In this picture from left to right: Prof Latham, Dr Sarah Riordan and Prof Gideon Maas
Big data, the term for large volumes of data that businesses and organisations have to deal with daily, has become a new buzz word in business. This is to such an extent that the authoritative The Economist (May 6th, 2017) says that "the world's most valuable resource is no longer oil, but data."
It is however not the quantity of data that is central, but what is done with it. With proper analysis, it can provide insights that lead to better decisions and strategic steps.
Speaking to participants of the Executive Development Programme (EDP), presented by USB Executive Development (Pty) Ltd at the Bellville campus, guest speaker Professor John Latham highlighted the importance of data-driven governance.
Prof Latham, Vice-Chancellor and CEO, Coventry University and Extraordinary Professor in the area of enterprise and entrepreneurship at Stellenbosch University, has a background in information technology and telecommunications.

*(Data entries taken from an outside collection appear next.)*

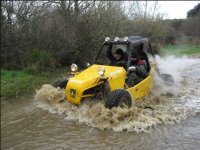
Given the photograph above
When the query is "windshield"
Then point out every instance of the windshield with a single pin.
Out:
(103, 59)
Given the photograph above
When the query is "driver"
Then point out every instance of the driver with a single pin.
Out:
(118, 58)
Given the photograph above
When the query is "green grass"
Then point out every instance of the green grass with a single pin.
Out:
(180, 50)
(17, 83)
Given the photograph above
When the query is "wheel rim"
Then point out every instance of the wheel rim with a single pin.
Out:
(123, 103)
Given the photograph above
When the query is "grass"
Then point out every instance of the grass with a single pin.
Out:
(21, 82)
(180, 50)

"While large data sets have been used effectively by companies to drive their top line, they have not been effectively utilised for the oversight, planning and risk management of governance," he said. "There should be an agenda of striving towards 'data-driven governance' - to inform, impact and improve policy making and oversight with a view to facilitate holistic oversight."
Using Coventry University in the UK as a case study hailed as "the 3rd happiest university in the UK" by the London Evening Standard, he added: "Whether it is used to analyse growth, risk, or performance, data driven governance delivers meaningful insights from multiple systems, joining the dots to see the larger picture or detailed aspects of a university and environment."
Why data-driven governance? Prof Latham explained: "It supports accountability, transparency and risk management. It goes further and informs sound decisions and provides focus to develop and deliver the corporate plan.
"It also provides opportunities to improve decision making, from insights into historical patterns and trends to the development of predictive models. Furthermore, it helps to navigate tightly resourced and competitive landscapes and embraces technological change in using data-driven approaches to achieve better service outcomes for our customers and other stakeholders.
"It ensures we are able to anticipate change and be responsive to the environment."
A business intelligence approach allows for faster, data-driven decision making through the use of actionable intelligence. It incorporates integrated information, providing a single version of the truth, data visualisation and self-service analytics.
On the future of data-driven governance, Prof Latham said: "We are increasingly able to use our predictive analytics to anticipate demand for our services, or in policy changes and to prepare to meet stakeholders changing needs, informing decisions on what courses and services to offer and how they should be delivered."
As more services become digital and more devices become internet-connected, more data is generated. Embracing big data will enable us to make the right offering for our stakeholders at the right time.
This provides tremendous opportunities to improve decision-making both at a strategic and operational level.